Its never "never too early for predictions", so mine is that the electorate will throw out all the bums and result with the majority of incumbents turned out with a dems controlling the House, Repubs controlling the Senate and White House.
"He never explains why he left the Obama administration, what it was that he saw from inside that administration that really convinced him that he could do things better..."
Maybe it's because he can't "close the loop". I'm not apologizing for this President - but really after 30+ years of "trickle down", massive hemorrhaging of jobs, policy that has favored the Oligarchy, a massive dumbing down of the electorate, 2 totally unnecessary wars, a corporate owned media that truly doesn't inform the masses, and a Congress without a spine (Harry Reid) & obstructionist (McConnell)- exactly what did we all believe - that this would all be cleaned up within he first 2 years?!?! WTH!?!?! Really?!?
I have nothing against Mr. Huntsman, I'm sure that he sounds a bit more sane, and "thoughtful" than those other rabid reich's - but he's to sane for the "rabid base" that he must appeal to, and he doesn't seem willing to throw out the red meat to appeal to these crowds!!
"He never explains why he left the Obama administration"
Well, it is possible that he either can't or shouldn't publicly discuss why he left the ambassador posting in China.
He was in China 2009-2011, during the whole China-Google-Internet Censorship thing (remember?) that turned into international news. The between the lines read of the news stories is that he was "behinds the scene" pressure on the Chinese government that helped resolve the dispute but burned all his bridges within China.

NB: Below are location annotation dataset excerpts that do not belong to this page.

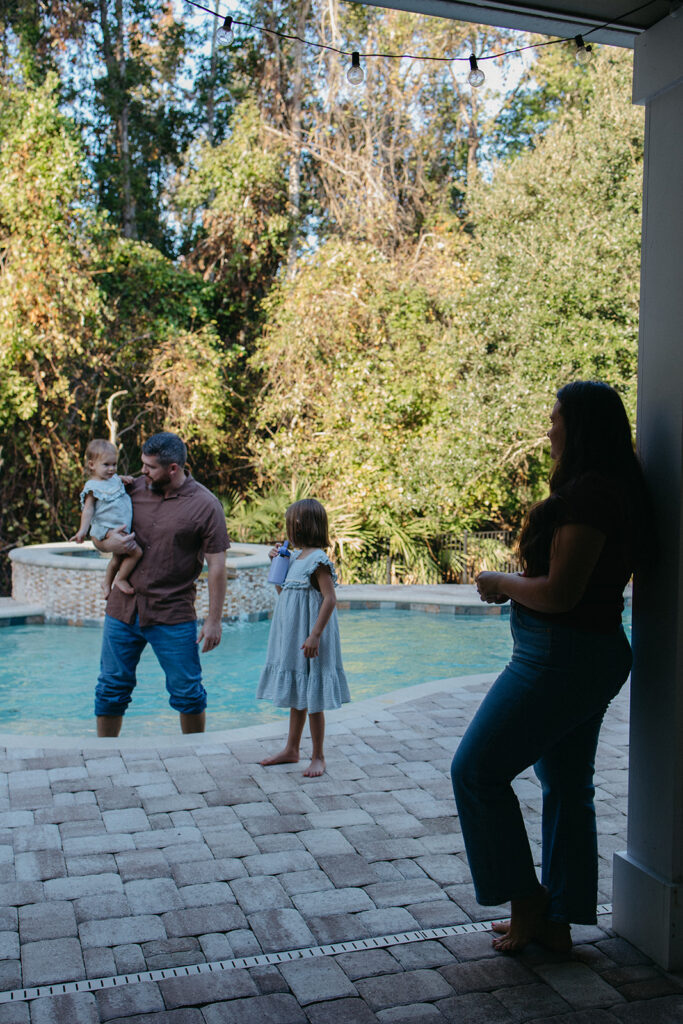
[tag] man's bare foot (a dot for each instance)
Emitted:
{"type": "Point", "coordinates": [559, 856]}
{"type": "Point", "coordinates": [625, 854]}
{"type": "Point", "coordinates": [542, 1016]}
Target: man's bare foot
{"type": "Point", "coordinates": [286, 757]}
{"type": "Point", "coordinates": [124, 586]}
{"type": "Point", "coordinates": [529, 923]}
{"type": "Point", "coordinates": [315, 768]}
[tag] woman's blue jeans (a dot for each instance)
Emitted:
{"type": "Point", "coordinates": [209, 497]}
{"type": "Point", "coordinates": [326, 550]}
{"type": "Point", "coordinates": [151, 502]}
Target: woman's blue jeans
{"type": "Point", "coordinates": [545, 710]}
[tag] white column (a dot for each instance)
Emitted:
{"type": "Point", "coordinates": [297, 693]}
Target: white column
{"type": "Point", "coordinates": [648, 877]}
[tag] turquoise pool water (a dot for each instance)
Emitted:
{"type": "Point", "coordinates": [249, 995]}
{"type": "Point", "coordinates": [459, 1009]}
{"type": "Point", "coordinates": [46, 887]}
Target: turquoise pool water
{"type": "Point", "coordinates": [47, 673]}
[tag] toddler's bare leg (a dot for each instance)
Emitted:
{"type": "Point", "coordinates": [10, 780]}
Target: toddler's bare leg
{"type": "Point", "coordinates": [290, 753]}
{"type": "Point", "coordinates": [126, 566]}
{"type": "Point", "coordinates": [316, 766]}
{"type": "Point", "coordinates": [112, 569]}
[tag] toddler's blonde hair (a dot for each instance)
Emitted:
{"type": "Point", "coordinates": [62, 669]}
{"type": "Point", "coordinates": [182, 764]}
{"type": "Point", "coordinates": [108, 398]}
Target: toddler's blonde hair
{"type": "Point", "coordinates": [97, 448]}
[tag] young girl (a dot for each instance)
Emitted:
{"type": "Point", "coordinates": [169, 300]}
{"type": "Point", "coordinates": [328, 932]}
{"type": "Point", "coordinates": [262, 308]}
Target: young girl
{"type": "Point", "coordinates": [303, 669]}
{"type": "Point", "coordinates": [105, 506]}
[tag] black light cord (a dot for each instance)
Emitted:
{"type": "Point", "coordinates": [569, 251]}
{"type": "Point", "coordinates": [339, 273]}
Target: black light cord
{"type": "Point", "coordinates": [414, 56]}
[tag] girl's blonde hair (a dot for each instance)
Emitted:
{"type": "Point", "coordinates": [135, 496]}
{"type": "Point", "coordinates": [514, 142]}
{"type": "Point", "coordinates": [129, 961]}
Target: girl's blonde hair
{"type": "Point", "coordinates": [97, 448]}
{"type": "Point", "coordinates": [306, 523]}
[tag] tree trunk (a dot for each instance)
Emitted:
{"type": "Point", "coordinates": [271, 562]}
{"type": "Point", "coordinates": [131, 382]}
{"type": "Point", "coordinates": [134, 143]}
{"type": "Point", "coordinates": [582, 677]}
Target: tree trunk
{"type": "Point", "coordinates": [115, 60]}
{"type": "Point", "coordinates": [294, 185]}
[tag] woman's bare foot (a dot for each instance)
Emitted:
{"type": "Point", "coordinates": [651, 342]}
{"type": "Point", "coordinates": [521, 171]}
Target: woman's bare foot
{"type": "Point", "coordinates": [286, 757]}
{"type": "Point", "coordinates": [315, 768]}
{"type": "Point", "coordinates": [529, 923]}
{"type": "Point", "coordinates": [124, 586]}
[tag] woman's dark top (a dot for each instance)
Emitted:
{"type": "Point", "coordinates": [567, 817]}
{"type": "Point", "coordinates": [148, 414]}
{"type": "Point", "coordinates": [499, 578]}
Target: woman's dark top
{"type": "Point", "coordinates": [599, 502]}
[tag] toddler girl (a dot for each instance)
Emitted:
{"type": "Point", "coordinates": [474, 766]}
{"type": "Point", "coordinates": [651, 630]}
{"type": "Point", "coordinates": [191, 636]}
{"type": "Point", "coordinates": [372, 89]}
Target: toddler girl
{"type": "Point", "coordinates": [105, 506]}
{"type": "Point", "coordinates": [303, 669]}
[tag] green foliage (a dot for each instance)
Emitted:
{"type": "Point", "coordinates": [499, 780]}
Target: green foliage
{"type": "Point", "coordinates": [233, 200]}
{"type": "Point", "coordinates": [556, 257]}
{"type": "Point", "coordinates": [357, 314]}
{"type": "Point", "coordinates": [50, 311]}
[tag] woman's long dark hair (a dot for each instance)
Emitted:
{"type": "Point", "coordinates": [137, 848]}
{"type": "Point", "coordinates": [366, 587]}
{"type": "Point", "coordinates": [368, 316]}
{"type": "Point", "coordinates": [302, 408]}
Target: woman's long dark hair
{"type": "Point", "coordinates": [598, 440]}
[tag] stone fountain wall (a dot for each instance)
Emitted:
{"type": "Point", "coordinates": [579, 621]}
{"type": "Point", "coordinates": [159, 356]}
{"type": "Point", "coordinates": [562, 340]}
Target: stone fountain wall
{"type": "Point", "coordinates": [68, 586]}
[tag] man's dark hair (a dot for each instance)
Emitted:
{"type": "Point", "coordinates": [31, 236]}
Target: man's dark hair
{"type": "Point", "coordinates": [167, 448]}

No longer able to actually accomplish anything, he came home and resigned to little notice or fan-fare. In the vacuum of reasons for his resignation the media standard line is "he resigned to run for president." He actually tendered his resignation in Dec of 2010, but the media didn't pick up the story until 2 months later after a mid-January politco hit piece speculated Huntsman reason was to run in 2012.
There has been no counter story from the administration or huntsman, either to confirm or deny this speculation. Strange in today's world of political attack-counterattack, don't you think? I'm not much on conspriacies, but I do think there is something more to why Huntsman left the ambassador posting than either he or the government is willing to admit or discuss.
Or maybe Huntsman was planning to run for president on the GOP ticket and try to get his Grand Old Party back to some sense of intelligent life before the Rabid Religious Right implodes the GOP.
Hey indy - good luck with that thought....
You're right, Zora. Too late!
Huntsman didn't even make it on the ballot in Arizona. So now he is officially off of the ballots in Virginia, Illinois, and Arizona. He still polls ~2% nationally despite non stop ass kissing by the media. HE IS NOT A SERIOUS CANDIDATE.
You posted that three times. Unless there is a rule about being on the ballot in all 50 states to win the primary, it's possible to win without winning all 50 states, so not being on the ballot in 3 states needn't be disqualifying. A procedural and potentially moot point, given the "conventional wisdom" at the moment and the history of primary results.
I don't know where you get the "non-stop ass kissing" thing from, in most media outlets any time his name comes up, it's immediately followed by "but he won't win, so why talk about him." <shrug>
As who is not a serious candidate, that list is long and notorious, and includes Newt, Ron, and Rick (both of them).
if you notice today the VA supreme court said that Rick and Newt Jon etc... can be put on the ballet, so guess its down to two states.